Alessandro Martini, Gam, un museo non si esaurisce con le mostre

Torino, grande apprezzamento per l’esposizione su Guttuso ma con ogni probabilità ed evidenza nessun museo del mondo serio e autorevole oggi sceglierebbe di privarsi della propria biblioteca d’arte

Alla soddisfazione recentemente espressa dall’Amministrazione comunale per l’articolo del Corriere Torino che inserisce la mostra su Renato Guttuso della Gam (7 febbraio-3 giugno) tra le più attese del 2018 corrispondono, sui social media e non solo, le critiche di chi non

apprezza e contesta l’operato recente della Giunta, soprattutto alla luce dell’annunciata riduzione del personale nella Fondazione Torino Musei (di cui il Comune è socio unico) e alla prevista riduzione dell’attività della Biblioteca d’arte della stessa Gam.

 Proviamo a proporre qualche considerazione, di carattere sia generale sia specifico.

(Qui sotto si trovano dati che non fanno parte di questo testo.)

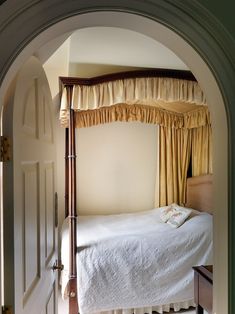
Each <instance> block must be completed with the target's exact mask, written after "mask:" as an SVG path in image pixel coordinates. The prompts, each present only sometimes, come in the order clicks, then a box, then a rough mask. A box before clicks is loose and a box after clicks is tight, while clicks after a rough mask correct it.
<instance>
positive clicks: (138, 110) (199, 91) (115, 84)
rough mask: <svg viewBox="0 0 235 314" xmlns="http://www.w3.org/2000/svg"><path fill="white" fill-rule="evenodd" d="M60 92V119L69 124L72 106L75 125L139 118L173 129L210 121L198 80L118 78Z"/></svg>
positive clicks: (65, 122)
mask: <svg viewBox="0 0 235 314" xmlns="http://www.w3.org/2000/svg"><path fill="white" fill-rule="evenodd" d="M68 94H69V92H68V89H67V87H66V86H65V87H64V88H63V91H62V97H61V109H60V120H61V124H62V126H65V127H66V126H68V112H69V109H70V105H71V109H73V110H74V111H75V112H76V113H75V123H76V127H89V126H93V125H97V124H102V123H109V122H114V121H140V122H145V123H155V124H160V125H162V126H167V127H175V128H195V127H199V126H203V125H206V124H208V123H210V115H209V111H208V108H207V106H206V99H205V96H204V94H203V92H202V90H201V88H200V86H199V84H198V83H197V82H194V81H188V80H181V79H173V78H162V77H144V78H129V79H119V80H115V81H111V82H105V83H100V84H96V85H89V86H86V85H73V87H72V92H71V96H70V95H68Z"/></svg>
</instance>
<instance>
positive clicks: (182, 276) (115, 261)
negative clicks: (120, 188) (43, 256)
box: [61, 208, 212, 314]
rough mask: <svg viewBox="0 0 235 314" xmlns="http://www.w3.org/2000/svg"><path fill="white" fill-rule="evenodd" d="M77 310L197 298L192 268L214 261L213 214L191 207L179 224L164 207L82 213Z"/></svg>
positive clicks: (152, 306) (67, 237)
mask: <svg viewBox="0 0 235 314" xmlns="http://www.w3.org/2000/svg"><path fill="white" fill-rule="evenodd" d="M61 234H62V238H61V258H62V263H63V265H64V270H63V272H62V293H63V295H64V297H66V285H67V283H68V278H69V277H68V275H69V271H68V270H69V268H68V267H69V254H68V252H69V231H68V219H66V220H65V221H64V223H63V226H62V233H61ZM77 246H78V253H77V273H78V280H77V285H78V296H79V312H80V313H82V314H88V313H97V312H102V311H110V310H117V309H130V308H143V307H155V306H162V305H167V304H177V303H179V302H189V303H190V304H191V303H192V301H193V293H194V291H193V270H192V266H196V265H206V264H212V216H211V215H210V214H207V213H202V212H198V211H196V210H193V211H192V213H191V215H190V217H189V218H188V219H187V220H186V222H184V224H183V225H182V226H180V227H179V228H172V227H171V226H170V225H168V224H166V223H163V222H162V221H161V219H160V209H159V208H155V209H152V210H148V211H144V212H139V213H135V214H119V215H105V216H104V215H97V216H79V219H78V224H77Z"/></svg>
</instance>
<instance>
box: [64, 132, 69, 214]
mask: <svg viewBox="0 0 235 314" xmlns="http://www.w3.org/2000/svg"><path fill="white" fill-rule="evenodd" d="M68 155H69V129H68V128H66V129H65V156H64V159H65V195H64V209H65V218H66V217H68V215H69V161H68Z"/></svg>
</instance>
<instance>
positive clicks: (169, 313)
mask: <svg viewBox="0 0 235 314" xmlns="http://www.w3.org/2000/svg"><path fill="white" fill-rule="evenodd" d="M59 295H60V293H59ZM58 307H59V309H58V314H68V312H69V311H68V302H67V301H63V300H62V298H61V296H59V301H58ZM167 313H168V314H173V313H174V314H177V313H180V314H196V311H195V309H190V310H182V311H180V312H167ZM204 314H206V312H204Z"/></svg>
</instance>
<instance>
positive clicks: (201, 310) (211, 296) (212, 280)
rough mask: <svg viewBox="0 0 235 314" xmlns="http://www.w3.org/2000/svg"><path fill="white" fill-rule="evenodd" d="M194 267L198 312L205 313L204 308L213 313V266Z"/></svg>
mask: <svg viewBox="0 0 235 314" xmlns="http://www.w3.org/2000/svg"><path fill="white" fill-rule="evenodd" d="M193 269H194V302H195V303H196V314H203V309H205V310H206V311H207V312H208V313H209V314H211V313H212V306H213V266H212V265H207V266H195V267H193Z"/></svg>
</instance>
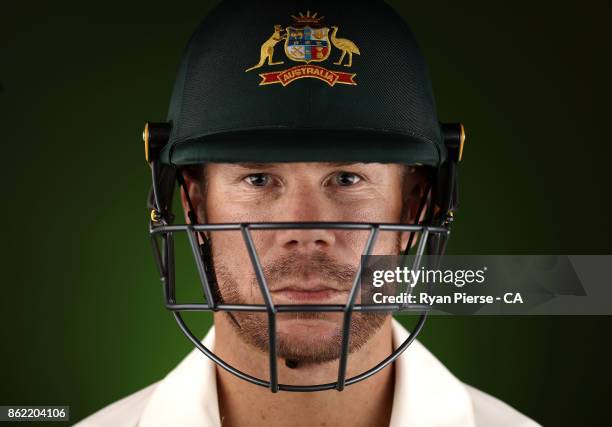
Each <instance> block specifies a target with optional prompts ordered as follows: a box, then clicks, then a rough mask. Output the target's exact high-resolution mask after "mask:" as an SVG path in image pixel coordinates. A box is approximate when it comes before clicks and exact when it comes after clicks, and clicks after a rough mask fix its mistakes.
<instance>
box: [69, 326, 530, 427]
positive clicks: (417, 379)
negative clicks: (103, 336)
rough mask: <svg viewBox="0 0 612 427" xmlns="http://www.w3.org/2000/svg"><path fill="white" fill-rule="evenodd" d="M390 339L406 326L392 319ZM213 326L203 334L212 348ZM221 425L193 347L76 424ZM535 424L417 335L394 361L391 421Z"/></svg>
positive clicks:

Una prima,
relativa alla mostra in oggetto (sarà curata dall’ex direttore della stessa Gam, l’ottimo Piergiovanni Castagnoli): probabilmente soltanto qualche anno fa, in un panorama espositivo cittadino più ricco dell’attuale, una mostra su Guttuso alla Gam sarebbe stata, oltre che improbabile, forse anche fuori dal podio delle mostre dell’anno. Ma ciò che preme, in un’ottica più generale, è altro. A fronte dei legittimi orgoglio e soddisfazione per le proposte espositive di un museo pubblico, da annoverarsi tra le attività fondamentali di ogni istituzione museale (soprattutto quando prodotte internamente, grazie alle competenze dello staff museale), è necessario ricordare che un museo, oggi più di ieri, non si esaurisce nelle mostre che allestisce ma è anche e soprattutto un organismo complesso, in cui la ricerca, lo studio, l’approfondimento e la didattica collaborano in maniera inscindibile all’attività conservativa e a quella espositiva. In altre parole, più specifiche e nette: con ogni probabilità ed evidenza nessun museo del mondo, serio e autorevole, oggi sceglierebbe di privarsi della propria biblioteca d’arte.

Nessuno penserebbe di «esternalizzare» la propria storica collezione di volumi e riviste a un ente terzo (sia esso una biblioteca civica, statale o universitaria, come pure è stato ipotizzato). D’altra parte, dell’intimo rapporto tra esposizione e ricerca, tra museo e biblioteca, era ben cosciente già Vittorio Viale, direttore dei musei civici torinesi dal 1930 al 1965 e, soprattutto, straordinario operatore culturale nell’Italia della Ricostruzione e del Boom economico. Fu lui a volere per Torino la nuova Galleria civica. Fu lui a volerla all’interno di un nuovo edificio, appositamente progettato (dagli allora giovani architetti Carlo Bassi e Goffredo Boschetti) e realizzato a seguito delle distruzioni della seconda guerra mondiale e grazie a un grande concorso nazionale, bandito nel 1951. Fu lui, infine, a inaugurarla nel 1959 con spazi per le mostre permanenti e temporanee e, soprattutto, con grandi ambienti per gli archivi, la fototeca, i laboratori di restauro e (appunto) la biblioteca. Accanto a Viale, attivi e legittimamente orgogliosi per l’impegno profuso, erano allora schierati il sindaco democristiano Amedeo Peyron (e, prima di lui, il comunista Domenico Coggiola) e l’assessore comunale all’Istruzione e alle Belle Arti Maria Tettamanzi. E oggi? Sarebbe bello e utile (e forse semplicemente giusto) che l’attuale amministrazione mostrasse, rispetto a questi temi, la medesima consapevolezza, lo stesso impegno e, possibilmente, una capacità di visione altrettanto articolata e lungimirante.